Il summit

Una marea di plastica, «Riciclare non basta»

Si apre oggi a Nairobi, in Kenya, un complesso negoziato a livello internazionale - Nel mirino dei leader mondiali c’è il più importante trattato ambientale dai tempi dell’accordo di Parigi - Sul tavolo della diplomazia ambientale ci sono due bozze con visioni molto diverse del problema
© AP Photo/Ben Curtis
Ferdinando Cotugno
28.02.2022 06:00

Oggi a Nairobi inizia il complesso negoziato per il più importante trattato ambientale dai tempi dell’accordo di Parigi. L’obiettivo di quello firmato nel 2015 da 193 Paesi era rallentare la crisi climatica e l’aumento delle temperature globali, quello che si inizia a costruire in Kenya dovrà occuparsi di un’emergenza ambientale finora impossibile da arginare con soluzioni regionali, autoregolamentazione e buone pratiche di consumo: le 400 milioni di tonnellate di plastica prodotte ogni anno nel mondo. Il concetto chiave è: «Non ne usciremo solo riciclando». Lo ha detto ad AFP Inger Andersen, la direttrice esecutiva di Unep, il programma delle Nazioni Unite che si occupa di ambiente e che coordina il negoziato.

Contaminato ogni ambiente

Due miliardi di persone vivono in Paesi dove non ci sono strutture per un trattamento sostenibile della plastica, che quindi viene bruciata, finisce in discarica, negli ecosistemi e infine - al ritmo di un camion al minuto - negli oceani, dove uccide 100mila animali ogni anno. Solo il 9% viene effettivamente riciclato. Se non verrà messo un freno, il trend attuale porta a raddoppiare la produzione nei prossimi vent’anni.
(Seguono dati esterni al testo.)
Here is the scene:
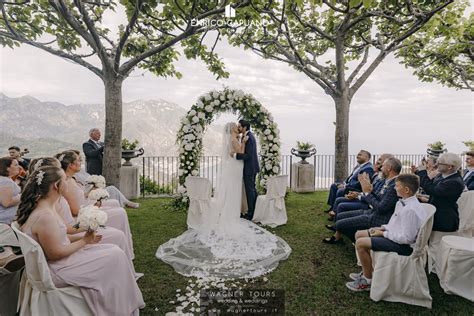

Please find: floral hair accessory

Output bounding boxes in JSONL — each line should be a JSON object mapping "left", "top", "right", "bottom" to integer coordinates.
{"left": 36, "top": 170, "right": 45, "bottom": 186}
{"left": 33, "top": 159, "right": 44, "bottom": 171}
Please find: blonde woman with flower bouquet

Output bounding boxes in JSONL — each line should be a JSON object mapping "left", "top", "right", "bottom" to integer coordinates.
{"left": 28, "top": 157, "right": 140, "bottom": 269}
{"left": 17, "top": 166, "right": 144, "bottom": 315}
{"left": 55, "top": 151, "right": 136, "bottom": 260}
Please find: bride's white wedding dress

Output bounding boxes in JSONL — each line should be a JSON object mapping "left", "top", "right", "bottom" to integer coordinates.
{"left": 156, "top": 123, "right": 291, "bottom": 279}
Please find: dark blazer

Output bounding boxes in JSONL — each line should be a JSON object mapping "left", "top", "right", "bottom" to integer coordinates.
{"left": 362, "top": 178, "right": 398, "bottom": 227}
{"left": 345, "top": 162, "right": 375, "bottom": 192}
{"left": 236, "top": 131, "right": 260, "bottom": 175}
{"left": 418, "top": 170, "right": 465, "bottom": 232}
{"left": 463, "top": 169, "right": 474, "bottom": 190}
{"left": 82, "top": 139, "right": 104, "bottom": 175}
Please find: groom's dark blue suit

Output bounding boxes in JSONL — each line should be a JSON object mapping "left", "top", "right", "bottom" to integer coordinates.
{"left": 236, "top": 131, "right": 260, "bottom": 220}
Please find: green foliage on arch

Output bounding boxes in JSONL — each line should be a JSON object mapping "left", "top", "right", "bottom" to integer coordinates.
{"left": 176, "top": 88, "right": 281, "bottom": 203}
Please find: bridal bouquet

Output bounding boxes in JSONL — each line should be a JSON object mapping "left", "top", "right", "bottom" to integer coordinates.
{"left": 73, "top": 205, "right": 107, "bottom": 231}
{"left": 86, "top": 175, "right": 106, "bottom": 189}
{"left": 88, "top": 188, "right": 109, "bottom": 204}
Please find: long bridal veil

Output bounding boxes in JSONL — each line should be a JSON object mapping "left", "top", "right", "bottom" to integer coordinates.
{"left": 156, "top": 123, "right": 291, "bottom": 279}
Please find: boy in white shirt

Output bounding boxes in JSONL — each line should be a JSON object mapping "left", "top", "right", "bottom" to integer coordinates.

Già oggi si trovano tracce di plastica in ogni ambiente terrestre: Artico, Antartide, cima dell’Everest, Fossa delle Marianne, i nostri corpi: una ricerca dell’australiana University of Newcastle ha stimato che un essere umano ingerisce in media 5 grammi di plastica ogni settimana. Sono i numeri di una catastrofe che «ha superato la capacità della nostra società di gestirla», come scritto in un rapporto ONU del 2020. Non è solo un problema ambientale: l’ONU stima che l’inquinamento da plastica costi tra i 6 e i 19 miliardi di dollari globalmente, con gli impatti più gravi su turismo e pesca.

Un lungo processo

Un nuovo accordo multilaterale proverà ad arginare questa marea, anche se i tempi saranno lunghi. Quella che si riunisce a Nairobi è la quinta sessione dell’Assemblea ambientale delle Nazioni Unite: tra oggi e il 2 marzo si dovrà costruire la cornice del negoziato, poi potrebbero volerci fino a due anni per arrivare a un risultato condiviso e vincolante. La buona notizia è che Paesi finora ostili a un accordo internazionale sulla plastica, come la Cina (che ne produce il 30%) e gli Stati Uniti (che ha il tasso pro capite di rifiuti in plastica più alto) hanno accettato di sedersi a negoziare per arrivare a una soluzione multilaterale. Anche un’alleanza di grandi aziende utilizzatrici (tra queste ci sono Unilever, Coca Cola, Pepsi, Nestlé, Starbucks) ha invocato pubblicamente un trattato, lo stesso hanno fatto le associazioni internazionali dei produttori. È una novità politica decisiva: nessuno nega più l’urgenza e tutti gli attori sono in linea, quindi un «accordo di Parigi sulla plastica» arriverà. Il dibattito è su quale sarà il tipo di visione a passare.

Le alternative

Sul tavolo della diplomazia ambientale a Nairobi ci sono due bozze con visioni molto diverse del problema. Quella più ambiziosa è stata presentata da Ruanda e Perù, è appoggiata dall’Unione europea e dalle grandi organizzazioni ambientaliste e copre tutto il ciclo di vita del materiale. Quella più conservatrice, proposta dal Giappone, si focalizza invece sul suo fine vita, sui rifiuti e sulla protezione degli oceani. Le due alternative prevedono da un lato una progressiva e vigorosa riduzione della produzione, incluso un bando globale delle plastiche monouso (sul modello di quello in vigore nell’Unione europea), e dall’altro una gestione più efficiente dei rifiuti. Quella più vincolante ridurrebbe la plastica vergine a partire dal 2030 e cambierebbe il volto dell’economia globale, quella più morbida provocherebbe meno scossoni alle catene di approvvigionamento globali ma rischia di essere inefficace contro un disastro ecologico in atto. In entrambi gli scenari, come per la transizione energetica, serviranno ingenti risorse finanziare per aiutare i Paesi più poveri nella riduzione della dipendenza da plastica e del suo impatto. Come storia di successo alla quale ispirarsi, gli ottimisti vanno oltre l’accordo di Parigi - che ha avuto esito e implementazione travagliati - e guardano al Protocollo di Montréal del 1987, che riuscì a imporre regole e limiti rigidi ai produttori di sostanze nocive e a proteggere lo strato di ozono nell’atmosfera. Quel trattato è considerato una storia di successo della diplomazia multilaterale per l’ambiente: servirà lo spirito della lotta al buco nell’ozono per fermare il soffocamento globale da plastica.